Director Katherine McLennan shapes the cast including Connor Hopper, Pete Hudson, Andrea Marantz, Josh Marantz, Cheryl Moore, Carol Stephens and Jack Szabo.

The performers are part of the Manitoba group, Shoestring Players, composed of drama educators and acting students who’ve been performing for over 50 years in rural and urban venues. Their name stems from the miniscule budget the group had to work with from the start.

Examining the subject of illegitimate war children conceived by Canadian servicemen and single women in Europe, Closurefollows a veteran who discovers at 80 years old that he fathered a son in the UK. Causing much confusion on both continents when the son, a grown man with his own children and grandchildren, decides to make contact with his lost father, the story unfolds with dramatic results.

It’s unknown how many Canadian children were born during 1939 and 1946 to unwed mothers during and after the war, but it is estimated to be near 25,000. They often remained in the UK not knowing their fathers and being maligned by a society that was prejudiced against single motherhood.
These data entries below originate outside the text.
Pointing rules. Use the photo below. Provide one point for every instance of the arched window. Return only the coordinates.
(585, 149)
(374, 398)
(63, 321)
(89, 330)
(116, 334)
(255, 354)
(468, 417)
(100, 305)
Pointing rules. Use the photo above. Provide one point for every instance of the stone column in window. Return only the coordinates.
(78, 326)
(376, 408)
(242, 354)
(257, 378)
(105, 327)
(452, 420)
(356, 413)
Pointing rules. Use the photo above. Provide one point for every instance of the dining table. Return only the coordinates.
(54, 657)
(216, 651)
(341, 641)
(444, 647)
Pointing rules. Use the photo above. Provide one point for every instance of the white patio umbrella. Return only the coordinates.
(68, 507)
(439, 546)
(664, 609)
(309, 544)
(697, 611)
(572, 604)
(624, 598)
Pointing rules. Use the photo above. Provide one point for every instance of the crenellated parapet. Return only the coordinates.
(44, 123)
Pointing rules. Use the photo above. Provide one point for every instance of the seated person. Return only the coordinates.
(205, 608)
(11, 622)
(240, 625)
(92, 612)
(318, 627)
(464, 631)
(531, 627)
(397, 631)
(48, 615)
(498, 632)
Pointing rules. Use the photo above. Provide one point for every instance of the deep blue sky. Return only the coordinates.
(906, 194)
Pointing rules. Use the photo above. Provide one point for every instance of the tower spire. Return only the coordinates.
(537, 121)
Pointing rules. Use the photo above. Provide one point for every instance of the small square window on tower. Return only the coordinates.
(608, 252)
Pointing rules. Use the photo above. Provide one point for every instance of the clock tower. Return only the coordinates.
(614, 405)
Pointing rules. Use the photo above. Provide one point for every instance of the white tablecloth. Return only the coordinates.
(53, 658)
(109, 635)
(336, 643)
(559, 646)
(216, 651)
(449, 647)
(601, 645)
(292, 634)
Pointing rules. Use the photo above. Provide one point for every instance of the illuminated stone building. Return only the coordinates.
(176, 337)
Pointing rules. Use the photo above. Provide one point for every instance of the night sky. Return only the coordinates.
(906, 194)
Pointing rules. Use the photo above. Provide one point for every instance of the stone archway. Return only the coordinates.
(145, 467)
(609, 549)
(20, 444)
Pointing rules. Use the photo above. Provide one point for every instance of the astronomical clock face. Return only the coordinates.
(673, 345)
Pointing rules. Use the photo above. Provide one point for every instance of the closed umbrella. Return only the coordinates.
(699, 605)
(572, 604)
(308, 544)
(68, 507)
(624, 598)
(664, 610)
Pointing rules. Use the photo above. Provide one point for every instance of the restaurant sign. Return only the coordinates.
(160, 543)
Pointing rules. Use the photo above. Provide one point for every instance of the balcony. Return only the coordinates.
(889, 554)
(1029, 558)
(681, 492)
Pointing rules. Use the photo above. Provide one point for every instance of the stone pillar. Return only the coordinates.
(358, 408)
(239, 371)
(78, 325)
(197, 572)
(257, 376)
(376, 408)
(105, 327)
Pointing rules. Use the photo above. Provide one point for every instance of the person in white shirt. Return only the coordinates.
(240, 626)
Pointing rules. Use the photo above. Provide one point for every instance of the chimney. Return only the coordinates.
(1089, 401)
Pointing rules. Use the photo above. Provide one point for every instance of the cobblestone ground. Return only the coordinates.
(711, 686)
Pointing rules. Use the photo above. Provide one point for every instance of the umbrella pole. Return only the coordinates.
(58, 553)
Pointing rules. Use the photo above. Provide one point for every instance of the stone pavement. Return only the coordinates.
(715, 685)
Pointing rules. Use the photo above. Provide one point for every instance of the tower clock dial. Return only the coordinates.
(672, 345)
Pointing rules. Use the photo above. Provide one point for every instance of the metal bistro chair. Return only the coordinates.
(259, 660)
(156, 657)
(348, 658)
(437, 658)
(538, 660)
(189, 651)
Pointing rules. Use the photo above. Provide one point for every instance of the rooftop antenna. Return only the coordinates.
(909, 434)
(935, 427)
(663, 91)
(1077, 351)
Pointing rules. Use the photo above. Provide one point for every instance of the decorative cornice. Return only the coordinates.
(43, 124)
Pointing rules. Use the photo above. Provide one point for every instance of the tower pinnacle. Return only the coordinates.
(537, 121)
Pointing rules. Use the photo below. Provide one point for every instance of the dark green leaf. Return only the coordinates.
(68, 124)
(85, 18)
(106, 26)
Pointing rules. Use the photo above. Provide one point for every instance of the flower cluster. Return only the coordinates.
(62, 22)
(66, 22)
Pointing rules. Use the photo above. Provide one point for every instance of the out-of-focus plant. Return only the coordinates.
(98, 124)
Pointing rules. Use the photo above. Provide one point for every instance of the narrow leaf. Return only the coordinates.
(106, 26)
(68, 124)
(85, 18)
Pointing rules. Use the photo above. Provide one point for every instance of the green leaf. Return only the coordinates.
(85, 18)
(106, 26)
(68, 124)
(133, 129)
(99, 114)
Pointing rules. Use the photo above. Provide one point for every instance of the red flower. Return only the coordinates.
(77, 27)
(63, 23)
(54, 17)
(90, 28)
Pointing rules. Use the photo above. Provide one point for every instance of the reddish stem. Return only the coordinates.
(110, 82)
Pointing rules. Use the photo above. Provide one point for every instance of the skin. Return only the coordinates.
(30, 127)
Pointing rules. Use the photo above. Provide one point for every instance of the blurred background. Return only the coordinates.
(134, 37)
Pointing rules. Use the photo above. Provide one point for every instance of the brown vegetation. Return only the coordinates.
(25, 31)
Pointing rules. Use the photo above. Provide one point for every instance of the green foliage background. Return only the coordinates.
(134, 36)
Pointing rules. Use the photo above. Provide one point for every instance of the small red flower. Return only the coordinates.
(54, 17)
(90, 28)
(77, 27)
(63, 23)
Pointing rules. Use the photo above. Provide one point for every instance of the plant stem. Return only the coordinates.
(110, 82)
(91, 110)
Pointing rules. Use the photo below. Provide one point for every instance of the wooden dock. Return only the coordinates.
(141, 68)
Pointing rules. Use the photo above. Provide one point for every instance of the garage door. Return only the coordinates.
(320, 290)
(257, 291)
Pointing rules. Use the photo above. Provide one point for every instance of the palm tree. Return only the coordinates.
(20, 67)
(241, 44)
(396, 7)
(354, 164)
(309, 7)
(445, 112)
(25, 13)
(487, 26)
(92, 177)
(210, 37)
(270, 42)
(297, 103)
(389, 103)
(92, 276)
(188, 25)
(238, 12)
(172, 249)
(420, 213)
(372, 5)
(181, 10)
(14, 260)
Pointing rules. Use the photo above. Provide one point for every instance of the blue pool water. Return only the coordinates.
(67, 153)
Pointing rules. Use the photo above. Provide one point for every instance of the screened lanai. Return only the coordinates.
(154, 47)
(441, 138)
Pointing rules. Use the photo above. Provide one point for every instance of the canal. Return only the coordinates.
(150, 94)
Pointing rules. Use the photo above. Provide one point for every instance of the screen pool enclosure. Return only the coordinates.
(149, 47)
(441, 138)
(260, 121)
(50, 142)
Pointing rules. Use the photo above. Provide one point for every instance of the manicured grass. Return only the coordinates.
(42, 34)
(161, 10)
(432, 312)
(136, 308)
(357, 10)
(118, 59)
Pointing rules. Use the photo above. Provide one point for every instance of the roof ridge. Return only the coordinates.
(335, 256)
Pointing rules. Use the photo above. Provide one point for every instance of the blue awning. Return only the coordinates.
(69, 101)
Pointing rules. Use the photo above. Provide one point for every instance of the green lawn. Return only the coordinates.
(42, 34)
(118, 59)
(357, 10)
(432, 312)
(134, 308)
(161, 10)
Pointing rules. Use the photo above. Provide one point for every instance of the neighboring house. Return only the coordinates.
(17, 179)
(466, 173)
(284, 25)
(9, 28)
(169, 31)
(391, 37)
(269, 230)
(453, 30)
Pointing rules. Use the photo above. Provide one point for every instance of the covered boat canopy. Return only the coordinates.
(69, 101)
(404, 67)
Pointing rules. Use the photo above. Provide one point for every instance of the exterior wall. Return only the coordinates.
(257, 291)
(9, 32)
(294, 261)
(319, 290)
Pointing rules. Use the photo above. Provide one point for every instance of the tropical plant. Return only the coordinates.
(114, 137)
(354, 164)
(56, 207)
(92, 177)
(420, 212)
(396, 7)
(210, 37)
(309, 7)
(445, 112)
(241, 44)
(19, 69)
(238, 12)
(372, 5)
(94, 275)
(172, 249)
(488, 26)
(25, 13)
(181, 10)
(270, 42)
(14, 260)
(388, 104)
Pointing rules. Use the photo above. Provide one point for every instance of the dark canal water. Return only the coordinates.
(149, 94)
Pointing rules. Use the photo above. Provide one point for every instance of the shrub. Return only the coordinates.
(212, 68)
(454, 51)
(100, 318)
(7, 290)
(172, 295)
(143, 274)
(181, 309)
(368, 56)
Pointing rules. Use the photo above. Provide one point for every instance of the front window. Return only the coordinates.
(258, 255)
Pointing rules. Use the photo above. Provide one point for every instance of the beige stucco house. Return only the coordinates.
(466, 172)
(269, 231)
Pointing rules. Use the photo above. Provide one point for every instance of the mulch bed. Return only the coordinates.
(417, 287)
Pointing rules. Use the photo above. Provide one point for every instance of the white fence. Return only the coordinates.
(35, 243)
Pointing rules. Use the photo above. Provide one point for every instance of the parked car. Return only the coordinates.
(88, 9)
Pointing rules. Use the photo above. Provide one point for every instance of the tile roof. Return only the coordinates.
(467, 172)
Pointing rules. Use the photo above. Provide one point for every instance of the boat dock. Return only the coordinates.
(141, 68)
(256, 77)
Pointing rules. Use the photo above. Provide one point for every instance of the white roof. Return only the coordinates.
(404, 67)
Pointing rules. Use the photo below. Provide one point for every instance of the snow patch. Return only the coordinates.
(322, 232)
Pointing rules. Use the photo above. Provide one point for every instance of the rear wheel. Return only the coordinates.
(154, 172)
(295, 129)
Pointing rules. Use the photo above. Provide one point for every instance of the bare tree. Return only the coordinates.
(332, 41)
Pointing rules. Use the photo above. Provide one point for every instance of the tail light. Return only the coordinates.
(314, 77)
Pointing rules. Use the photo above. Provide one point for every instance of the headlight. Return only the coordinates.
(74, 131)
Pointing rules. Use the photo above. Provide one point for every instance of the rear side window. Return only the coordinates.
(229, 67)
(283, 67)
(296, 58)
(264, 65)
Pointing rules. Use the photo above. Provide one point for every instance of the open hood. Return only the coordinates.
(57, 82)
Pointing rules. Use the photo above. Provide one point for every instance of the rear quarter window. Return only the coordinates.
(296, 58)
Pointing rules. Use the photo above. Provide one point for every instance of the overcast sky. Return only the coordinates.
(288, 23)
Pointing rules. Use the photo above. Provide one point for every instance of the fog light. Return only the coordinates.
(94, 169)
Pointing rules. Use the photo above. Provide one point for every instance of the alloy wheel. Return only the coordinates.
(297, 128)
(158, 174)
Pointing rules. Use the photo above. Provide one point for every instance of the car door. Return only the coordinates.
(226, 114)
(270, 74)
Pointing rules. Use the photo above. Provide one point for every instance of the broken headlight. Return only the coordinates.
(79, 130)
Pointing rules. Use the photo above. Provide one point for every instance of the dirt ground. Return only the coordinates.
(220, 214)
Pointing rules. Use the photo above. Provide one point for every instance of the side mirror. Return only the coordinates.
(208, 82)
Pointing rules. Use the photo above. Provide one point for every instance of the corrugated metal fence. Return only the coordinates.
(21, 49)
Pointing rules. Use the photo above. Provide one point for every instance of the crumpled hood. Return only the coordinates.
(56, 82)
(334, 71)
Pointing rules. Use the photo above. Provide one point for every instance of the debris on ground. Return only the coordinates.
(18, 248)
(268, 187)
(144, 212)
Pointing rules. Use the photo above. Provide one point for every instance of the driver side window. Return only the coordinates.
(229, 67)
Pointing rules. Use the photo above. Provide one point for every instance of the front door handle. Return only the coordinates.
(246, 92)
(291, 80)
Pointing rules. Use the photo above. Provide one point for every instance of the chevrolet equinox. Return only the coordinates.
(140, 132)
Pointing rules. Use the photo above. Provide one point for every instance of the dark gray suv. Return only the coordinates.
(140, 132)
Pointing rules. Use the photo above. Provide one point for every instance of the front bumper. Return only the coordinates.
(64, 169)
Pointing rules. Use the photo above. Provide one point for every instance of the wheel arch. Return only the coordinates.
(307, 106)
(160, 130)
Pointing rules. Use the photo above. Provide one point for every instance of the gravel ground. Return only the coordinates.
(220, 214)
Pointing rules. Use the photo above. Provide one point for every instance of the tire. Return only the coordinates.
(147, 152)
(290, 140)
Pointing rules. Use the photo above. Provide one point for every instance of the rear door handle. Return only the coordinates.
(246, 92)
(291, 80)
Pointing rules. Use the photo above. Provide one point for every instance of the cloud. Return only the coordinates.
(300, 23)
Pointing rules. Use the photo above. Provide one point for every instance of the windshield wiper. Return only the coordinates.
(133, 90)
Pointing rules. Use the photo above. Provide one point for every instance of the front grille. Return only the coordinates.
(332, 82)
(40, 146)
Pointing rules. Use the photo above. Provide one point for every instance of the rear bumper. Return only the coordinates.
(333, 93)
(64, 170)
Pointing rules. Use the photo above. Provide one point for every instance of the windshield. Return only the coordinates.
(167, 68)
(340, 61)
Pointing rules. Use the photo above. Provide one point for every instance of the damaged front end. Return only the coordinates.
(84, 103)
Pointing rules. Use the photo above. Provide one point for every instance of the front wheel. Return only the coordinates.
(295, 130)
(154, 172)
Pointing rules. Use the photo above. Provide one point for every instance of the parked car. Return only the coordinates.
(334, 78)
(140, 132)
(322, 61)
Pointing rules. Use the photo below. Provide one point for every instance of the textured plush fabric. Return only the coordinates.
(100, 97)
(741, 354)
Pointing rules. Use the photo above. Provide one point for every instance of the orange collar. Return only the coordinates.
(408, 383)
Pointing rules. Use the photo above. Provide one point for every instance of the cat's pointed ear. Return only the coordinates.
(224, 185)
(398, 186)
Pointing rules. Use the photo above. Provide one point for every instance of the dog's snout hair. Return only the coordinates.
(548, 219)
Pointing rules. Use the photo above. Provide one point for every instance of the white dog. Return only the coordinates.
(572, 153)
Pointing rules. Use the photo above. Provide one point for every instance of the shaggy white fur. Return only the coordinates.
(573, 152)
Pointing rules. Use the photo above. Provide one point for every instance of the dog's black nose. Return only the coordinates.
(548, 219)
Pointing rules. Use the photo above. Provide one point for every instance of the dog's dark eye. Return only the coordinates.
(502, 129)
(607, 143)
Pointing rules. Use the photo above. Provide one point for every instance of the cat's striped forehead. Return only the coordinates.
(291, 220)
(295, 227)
Famous musician, Erik Clapton, was one of those lost war children.

Blicq knows only too well the time and sentiment of the era. He was a navigator in a Mosquito bomber during the Second World War with the Royal Canadian Air Force and he also took part in a mass evacuation of children from the UK during the war. Blicq was originally from Guernsey, a Channel island off the English coast before moving to Winnipeg and having children of his own that live in Gimli.

“How Closureis finally achieved makes this a gripping drama of four generations and how the youngest can bring out the best in the oldest,” concluded Blicq.